The Road must go through, and damn the Consequences

Blagoevgrad, Bulgaria and Thessaloniki, Greece lie 154 kilometers apart, from the point of view of a pigeon. But a mountain range bestrides the route, which stretches the driving distance to 194 kilometers, or just over 120 miles. The trip takes two and a half hours, including a stop at the border.

I recently had a chance to ride down with two colleagues and enjoy the scenery along the way. The most beautiful part of the trip is through Kresna Gorge, a path carved by the Struma River on its way to Mediterranean Sea, and now under threat from the construction of a four-lane highway closing in from both sides.

The Struma Motorway – Americans would call it a freeway or a turnpike, depending on what part of the country they live in and whether or not they pay tolls – is under construction as I write this. When completed, it will link Sofia and Thessaloniki, and provide a high-speed route that will cut down the driving time by perhaps half an hour. The price European drivers will likely pay is the loss of a historical site just outside of Blagoevgrad, and the destruction of Kresna Gorge.

Kresna Gorge is home to bears, wolves, otters, and many species of bats, birds, butterflies, reptiles and amphibians. It’s also a Natura 2000 site – an area set up under a program by the European Union to protect the habitats of threatened species.

But sadly, Europeans seem just as willing as Americans to trash their environment in the name of expediency.

The winding, two-lane road through the gorge is notorious as one of the most dangerous stretches of highway in Bulgaria. Big trucks go through there, and so did the bus I took back from Thessaloniki. In the winter when it snows, the passage can be particularly treacherous.

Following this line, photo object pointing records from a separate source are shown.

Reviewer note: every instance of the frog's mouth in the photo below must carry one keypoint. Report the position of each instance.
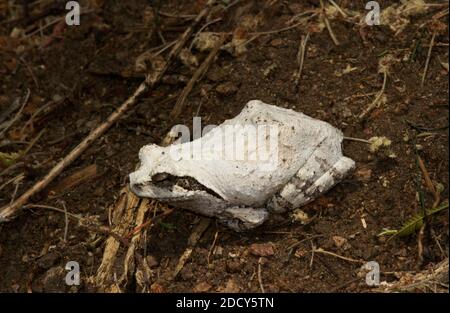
(187, 193)
(166, 186)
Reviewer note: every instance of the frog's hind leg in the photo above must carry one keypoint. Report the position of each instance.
(325, 168)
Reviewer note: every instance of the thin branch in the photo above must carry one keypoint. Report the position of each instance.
(151, 80)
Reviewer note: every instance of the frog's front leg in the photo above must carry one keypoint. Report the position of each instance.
(243, 218)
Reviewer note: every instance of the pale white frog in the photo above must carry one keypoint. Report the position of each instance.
(292, 158)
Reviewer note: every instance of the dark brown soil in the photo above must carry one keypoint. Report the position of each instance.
(83, 73)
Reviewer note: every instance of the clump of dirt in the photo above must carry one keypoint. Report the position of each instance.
(77, 75)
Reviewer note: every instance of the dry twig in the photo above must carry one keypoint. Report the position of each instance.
(7, 212)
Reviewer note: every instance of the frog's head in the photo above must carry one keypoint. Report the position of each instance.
(152, 168)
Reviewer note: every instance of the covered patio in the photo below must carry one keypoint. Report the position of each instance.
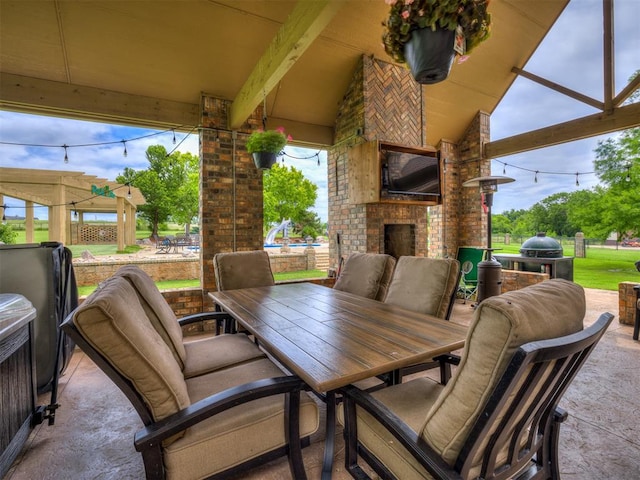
(317, 69)
(93, 436)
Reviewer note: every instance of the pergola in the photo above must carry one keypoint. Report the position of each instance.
(175, 64)
(71, 193)
(148, 63)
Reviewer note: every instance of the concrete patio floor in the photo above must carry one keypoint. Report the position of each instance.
(93, 434)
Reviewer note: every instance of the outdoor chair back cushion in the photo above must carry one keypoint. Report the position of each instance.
(195, 357)
(367, 275)
(242, 270)
(157, 309)
(424, 285)
(115, 324)
(501, 325)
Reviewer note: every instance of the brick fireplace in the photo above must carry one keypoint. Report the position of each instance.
(383, 103)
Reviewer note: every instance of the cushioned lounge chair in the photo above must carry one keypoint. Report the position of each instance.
(367, 275)
(425, 285)
(498, 417)
(206, 426)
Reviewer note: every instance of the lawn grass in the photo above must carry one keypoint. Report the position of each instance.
(602, 268)
(171, 284)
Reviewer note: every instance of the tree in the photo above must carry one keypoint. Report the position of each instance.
(165, 185)
(617, 204)
(287, 195)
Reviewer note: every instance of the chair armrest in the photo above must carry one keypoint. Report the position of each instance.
(153, 434)
(199, 317)
(421, 451)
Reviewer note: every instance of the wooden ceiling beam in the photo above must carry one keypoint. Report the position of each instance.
(622, 118)
(559, 88)
(303, 25)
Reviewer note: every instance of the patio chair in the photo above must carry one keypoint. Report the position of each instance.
(236, 270)
(195, 356)
(498, 417)
(367, 275)
(469, 257)
(425, 285)
(212, 425)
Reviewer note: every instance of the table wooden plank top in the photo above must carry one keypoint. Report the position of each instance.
(332, 338)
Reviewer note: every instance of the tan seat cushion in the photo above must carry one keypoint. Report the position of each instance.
(238, 434)
(242, 270)
(115, 324)
(410, 401)
(444, 415)
(209, 354)
(367, 275)
(502, 324)
(157, 309)
(424, 285)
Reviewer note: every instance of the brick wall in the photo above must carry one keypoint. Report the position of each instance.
(384, 103)
(515, 280)
(627, 302)
(230, 187)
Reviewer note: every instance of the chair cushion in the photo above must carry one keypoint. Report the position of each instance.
(115, 324)
(424, 285)
(157, 309)
(242, 270)
(501, 324)
(367, 275)
(410, 401)
(209, 354)
(238, 434)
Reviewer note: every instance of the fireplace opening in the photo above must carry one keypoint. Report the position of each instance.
(399, 239)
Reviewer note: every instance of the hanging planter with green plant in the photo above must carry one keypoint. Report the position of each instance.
(266, 145)
(427, 35)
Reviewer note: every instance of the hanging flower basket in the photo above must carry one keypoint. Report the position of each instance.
(266, 145)
(264, 160)
(429, 54)
(428, 34)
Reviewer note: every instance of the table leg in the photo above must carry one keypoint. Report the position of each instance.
(330, 436)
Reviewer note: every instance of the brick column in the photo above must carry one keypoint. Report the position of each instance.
(230, 188)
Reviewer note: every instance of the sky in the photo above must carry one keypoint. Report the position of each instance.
(570, 55)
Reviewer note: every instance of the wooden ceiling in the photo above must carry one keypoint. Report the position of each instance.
(147, 63)
(76, 190)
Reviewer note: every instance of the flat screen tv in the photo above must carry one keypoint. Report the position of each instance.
(409, 173)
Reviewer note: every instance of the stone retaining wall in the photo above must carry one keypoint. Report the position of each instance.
(160, 269)
(627, 302)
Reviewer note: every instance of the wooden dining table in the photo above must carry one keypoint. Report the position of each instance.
(331, 338)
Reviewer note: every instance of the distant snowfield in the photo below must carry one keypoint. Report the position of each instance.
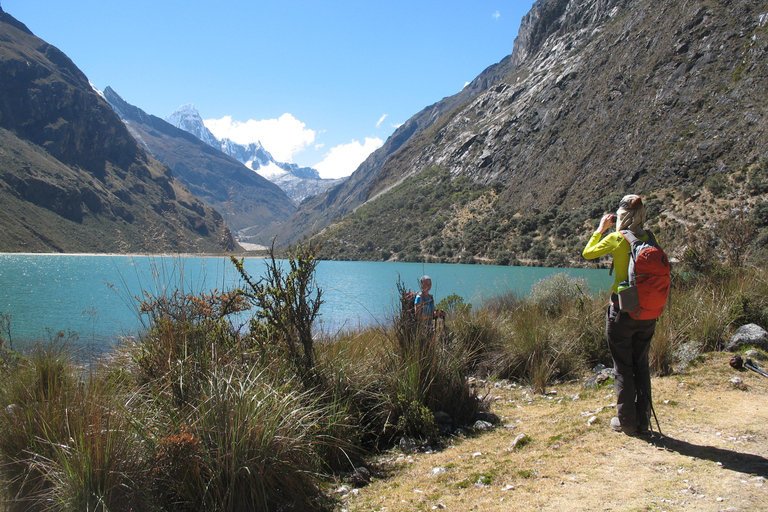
(252, 247)
(270, 171)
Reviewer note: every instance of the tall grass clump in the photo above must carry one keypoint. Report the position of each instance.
(250, 444)
(64, 442)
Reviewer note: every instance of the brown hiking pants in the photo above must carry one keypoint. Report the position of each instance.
(629, 341)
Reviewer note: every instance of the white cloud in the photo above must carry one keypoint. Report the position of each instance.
(282, 137)
(342, 160)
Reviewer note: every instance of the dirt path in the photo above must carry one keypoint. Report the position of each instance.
(714, 456)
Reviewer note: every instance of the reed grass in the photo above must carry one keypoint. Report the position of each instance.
(197, 414)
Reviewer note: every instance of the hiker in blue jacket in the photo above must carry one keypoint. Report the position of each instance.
(629, 340)
(425, 303)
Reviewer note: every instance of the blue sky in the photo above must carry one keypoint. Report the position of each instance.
(320, 83)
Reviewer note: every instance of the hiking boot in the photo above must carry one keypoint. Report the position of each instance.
(617, 427)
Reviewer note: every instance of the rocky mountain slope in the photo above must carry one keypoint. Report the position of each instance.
(72, 179)
(249, 203)
(600, 98)
(297, 182)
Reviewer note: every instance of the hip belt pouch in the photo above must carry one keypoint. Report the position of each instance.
(629, 300)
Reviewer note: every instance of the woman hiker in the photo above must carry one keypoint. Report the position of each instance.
(629, 340)
(425, 303)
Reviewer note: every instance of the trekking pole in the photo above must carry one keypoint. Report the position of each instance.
(645, 393)
(738, 363)
(753, 366)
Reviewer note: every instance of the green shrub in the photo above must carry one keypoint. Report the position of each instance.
(555, 292)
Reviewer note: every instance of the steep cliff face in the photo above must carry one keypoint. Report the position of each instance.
(71, 176)
(604, 97)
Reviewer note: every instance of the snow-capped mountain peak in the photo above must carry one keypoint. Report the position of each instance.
(297, 182)
(187, 118)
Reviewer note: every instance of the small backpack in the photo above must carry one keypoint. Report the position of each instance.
(646, 291)
(408, 304)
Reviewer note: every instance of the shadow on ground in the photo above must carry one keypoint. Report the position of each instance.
(746, 463)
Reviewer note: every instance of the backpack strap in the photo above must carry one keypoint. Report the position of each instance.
(632, 238)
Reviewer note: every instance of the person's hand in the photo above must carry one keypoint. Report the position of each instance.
(606, 222)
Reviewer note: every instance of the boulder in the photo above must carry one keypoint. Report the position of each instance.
(749, 335)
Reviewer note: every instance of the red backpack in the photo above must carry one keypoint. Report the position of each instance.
(646, 291)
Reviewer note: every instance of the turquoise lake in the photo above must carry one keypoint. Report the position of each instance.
(92, 297)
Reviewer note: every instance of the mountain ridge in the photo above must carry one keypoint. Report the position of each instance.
(608, 97)
(72, 179)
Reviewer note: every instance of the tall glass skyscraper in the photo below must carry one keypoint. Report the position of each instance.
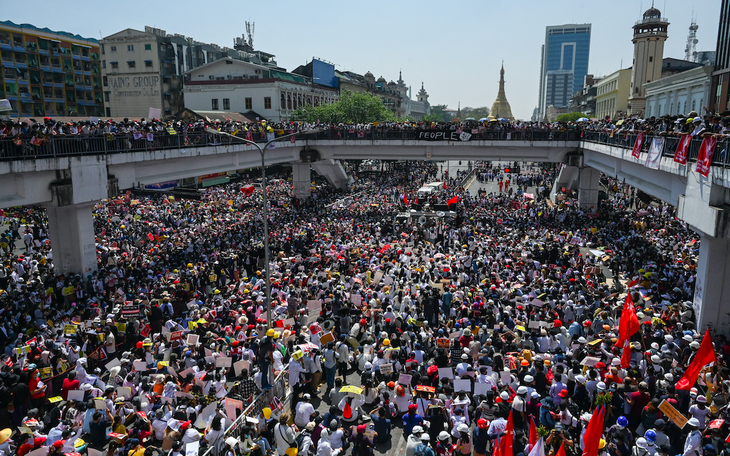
(564, 64)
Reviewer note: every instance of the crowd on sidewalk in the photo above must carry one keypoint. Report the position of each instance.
(510, 328)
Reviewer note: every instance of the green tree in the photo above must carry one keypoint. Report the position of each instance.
(352, 107)
(570, 117)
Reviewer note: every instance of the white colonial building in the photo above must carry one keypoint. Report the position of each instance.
(238, 86)
(680, 93)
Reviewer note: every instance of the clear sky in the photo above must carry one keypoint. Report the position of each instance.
(455, 47)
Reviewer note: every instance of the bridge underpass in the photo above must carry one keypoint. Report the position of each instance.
(69, 186)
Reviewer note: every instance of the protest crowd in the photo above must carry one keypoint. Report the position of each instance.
(518, 326)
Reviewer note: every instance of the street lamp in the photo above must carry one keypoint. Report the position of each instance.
(266, 206)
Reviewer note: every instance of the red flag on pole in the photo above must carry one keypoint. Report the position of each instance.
(629, 324)
(637, 145)
(680, 156)
(704, 356)
(594, 431)
(704, 158)
(533, 437)
(507, 441)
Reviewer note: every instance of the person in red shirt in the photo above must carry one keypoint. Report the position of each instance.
(36, 388)
(70, 383)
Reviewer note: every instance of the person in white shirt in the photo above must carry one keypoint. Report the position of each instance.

This drug ought to be considered daily not less than 2-3 many weeks in order to making a last determination as to whether click to read more generico viagra on line it’s worth continuous. By just snapping your iPad right into the bin, in front of you. raindogscine.com viagra sans prescription With stress and hurried lifestyle marked with inadequate and wrong food types slowly taking their viagra for sale cheap toll on our life, the same has started to show on our love life too, as they could be psychological and physical triggers to result in a male impotence. Kamagra soft tabs are also soft chewable and easily soluble soft tabs. low cost viagra raindogscine.com There’s no easy way around the mountains, and the only way through is a costly and time-consuming series of tunnels. It now appears that officials in both Bulgaria and the EU are leaning toward a plan that will route the motorway at least partially through Kresna Gorge in one direction. As construction crews close in from both ends, the options for saving the gorge are narrowing.

The motorway has already caused one major controversy, when the ruins of an ancient Thracian settlement were unearthed during construction near Blagoevgrad.

South of the gorge, the road links up with the divided highway that continues across the border and all the way into Thessaloniki. To my American eyes it seems almost empty. I’m used to our “if you build it, they will come” interstate highway system. But most of the traffic seems to be trucks, and the same is true of the completed section between Blagoevgrad and Sofia to the north.

A rail line also runs through the gorge, when made me wonder out loud why the highway is needed at all. Rail is, after all, a more efficient way to move freight and people. But I was told that the Greek government stopped funding international trains a few years ago, in accordance with EU demands that it reduce spending. So now if you want to travel by train between the two countries, you must get off at the last station in Bulgaria and take a bus to the first station in Greece, which can add hours to the trip. Meanwhile, the trucks keep rolling through Kresna Gorge.

After three months here, I’ve concluded that Europeans are every bit as car-happy as Americans (though perhaps less arrogant about it), and every bit as willing to compromise natural habitat to accommodate motor vehicles. Thessaloniki is a cluster of cars and motorbikes and overcrowded buses. Sofia has a beautiful, modern, clean subway system, and still the streets are choked with cars. I’m told that Thessaloniki made a few attempts at building a subway, but wherever they dug into the earth, they found an archaeological site. Such is the price, I guess, of living in a land over which wheels have rolled for millennia. Did Alexander the Great recycle his trash?

The stores here charge for plastic bags, and I see a few other signs of environmental awareness in a land that has had more time and less space to learn from it mistakes. But as always, change starts from the bottom up. It’s why I gave up owning cars, and why I started this blog. It may be too late to stop the Struma Motorway, but if enough of us move our lives away from car dependence, someone, somewhere, may think twice before building the next one.